Repeal of NAFTA Wouldn’t Curb Special Visa Privileges for Canadians, Lawyer Says

Repeal of NAFTA Wouldn’t Curb Special Visa Privileges for Canadians, Lawyer Says
Workers cross the street near Disney Hall in downtown Los Angeles on Oct. 28, 2016. Business immigration lawyer Joseph Grasmick believes there is little for Canadian professionals in the United States to worry about in regards to their TN status if NAFTA is repealed. (AP Photo/Nick Ut)
Matthew Little
2/9/2017
Updated:
2/10/2017

NEW YORK—President Donald Trump’s plan to cancel or renegotiate the North American Free Trade Agreement has Canadian professionals working in the United States under a special NAFTA visa anxious, but immigration lawyers say the hysterics are ill-placed.

“We do not have a dictatorship, the hysteria is maddening,” wrote one lawyer in an informal poll conducted by Joseph Grasmick, a business immigration lawyer who literally wrote the handbook on these NAFTA visas, called TN visas.

TN visas give Canadians in qualified professions (ranging from registered nurses to dairy scientists) the ability to work in the United States without a limit on the number of times they can renew the visa, and with relatively little paperwork.

But if NAFTA is cancelled, so are the visas.

Grasmick polled Canadian lawyers practising U.S. immigration law, as well as U.S. lawyers doing the same in upstate New York. They were virtually unanimous in their opinion that there was little to worry about, though their clients seemed to think otherwise.

“I received too many messages like this to count,” wrote one lawyer in upstate New York.

Another lawyer, whom Grasmick describes as a top border lawyer, agreed that significant change was unlikely.

“I think changes will be with enforcement priorities rather than benefits,” she wrote.

That enforcement is more likely to focus on the Mexican border rather than the Canadian border, said Grasmick.

Mexicans also gained the TN visa with NAFTA but, unlike Canadians, must also go to the U.S. embassy or consulates in Mexico and apply for a visa before showing up at the border.

Canadians can arrive at the border with their paperwork in order and gain entry.

It is unclear how many Canadians are in the United States on TN visas. Homeland Security tracks the number of incidents of people entering the country on TN visas but not actual individuals. There were nearly 800,000 such admissions in 2015, but many would be Canadians and Mexicans who leave and return multiple times a year.

Fear over cancelled visas has immigration lawyers busy.

“The phone is non-stop ringing,” said Jason Finkelman, an immigration attorney in Austin, Texas.

“There are probably tens of thousands of professionals in the United States working on TN visas from Canada and Mexico.”

Technically, TN is a status for Canadians, rather than a visa, since they don’t actually need a visa to gain entry.

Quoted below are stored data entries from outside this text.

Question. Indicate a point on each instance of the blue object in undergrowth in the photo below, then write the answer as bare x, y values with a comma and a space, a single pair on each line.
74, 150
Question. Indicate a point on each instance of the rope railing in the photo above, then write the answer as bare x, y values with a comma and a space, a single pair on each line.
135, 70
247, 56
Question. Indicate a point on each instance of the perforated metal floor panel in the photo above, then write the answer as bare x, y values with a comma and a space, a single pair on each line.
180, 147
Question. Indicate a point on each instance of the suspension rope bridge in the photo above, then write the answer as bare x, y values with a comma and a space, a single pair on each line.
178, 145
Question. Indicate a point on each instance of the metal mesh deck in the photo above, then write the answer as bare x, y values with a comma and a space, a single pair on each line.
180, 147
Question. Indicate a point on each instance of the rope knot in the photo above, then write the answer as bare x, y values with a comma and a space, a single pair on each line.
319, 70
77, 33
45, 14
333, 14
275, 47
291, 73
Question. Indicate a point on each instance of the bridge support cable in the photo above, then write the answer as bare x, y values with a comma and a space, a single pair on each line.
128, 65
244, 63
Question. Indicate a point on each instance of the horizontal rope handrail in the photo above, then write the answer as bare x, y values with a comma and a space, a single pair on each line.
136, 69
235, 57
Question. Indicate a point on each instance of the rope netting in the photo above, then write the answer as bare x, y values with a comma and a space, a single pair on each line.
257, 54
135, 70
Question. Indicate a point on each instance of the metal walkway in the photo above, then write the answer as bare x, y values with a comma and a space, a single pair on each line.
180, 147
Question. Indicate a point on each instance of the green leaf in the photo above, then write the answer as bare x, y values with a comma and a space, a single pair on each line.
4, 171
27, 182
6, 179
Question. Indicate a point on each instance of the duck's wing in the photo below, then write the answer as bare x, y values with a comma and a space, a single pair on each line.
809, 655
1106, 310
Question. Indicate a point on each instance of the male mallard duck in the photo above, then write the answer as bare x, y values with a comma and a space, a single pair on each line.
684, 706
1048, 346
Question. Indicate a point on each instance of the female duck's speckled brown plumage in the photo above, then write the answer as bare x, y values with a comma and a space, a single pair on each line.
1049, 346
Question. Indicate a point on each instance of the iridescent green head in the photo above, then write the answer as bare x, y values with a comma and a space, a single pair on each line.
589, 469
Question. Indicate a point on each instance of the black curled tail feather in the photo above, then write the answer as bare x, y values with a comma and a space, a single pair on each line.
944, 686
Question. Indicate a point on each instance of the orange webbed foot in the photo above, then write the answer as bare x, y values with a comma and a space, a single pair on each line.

Though Grasmick believes there is little for Canadian professionals in the United States to worry about with regard to their TN status, he advises them to go ahead and apply for a Green Card and then apply for dual citizenship.

“That is what I am going to tell all of my clients who are in hysteria about this, but I don’t think anything is going to happen.”

TC visa a backup?

Even in the worst case scenario that NAFTA is cancelled and TN visas become defunct, Canadians have the comfort that NAFTA’s predecessor, the Canada-U.S. Free Trade Agreement, has TC visas that they could fall back on.

“It’s the same thing anyway,” said Grasmick.

The TC visa that preceded the TN visa is nearly identical but has at least two less-recognized professions, though those could easily be added.

While Grasmick’s assessment is based on the law, officials at the U.S. State Department could not confirm by press time that TN visas would automatically default to TC visas should anything change.

A spokesperson from the State Department also refused comment on what may or may not happen in regard to TN visas if NAFTA were cancelled but said colleagues in the Consular bureau were looking into the issue.

Global Affairs, Canada’s equivalent to the State Department, deferred questions to Citizenship and Immigration Canada, which did not reply by press time.

A spokesperson with Global Affairs, however, did note the two countries’ close relationship.

“Canada and the United States have the most successful economic relationship in the world, supporting millions of middle class jobs on both sides of the border,” wrote John Babcock, a senior communications adviser for Global Affairs.

“Thirty-five states count Canada as their number one customer. We do over $2.4 billion in trade every day and millions of Americans depend directly on exports to Canada for their jobs. We continue to work constructively with the new administration to deepen trade and commerce between our two countries.”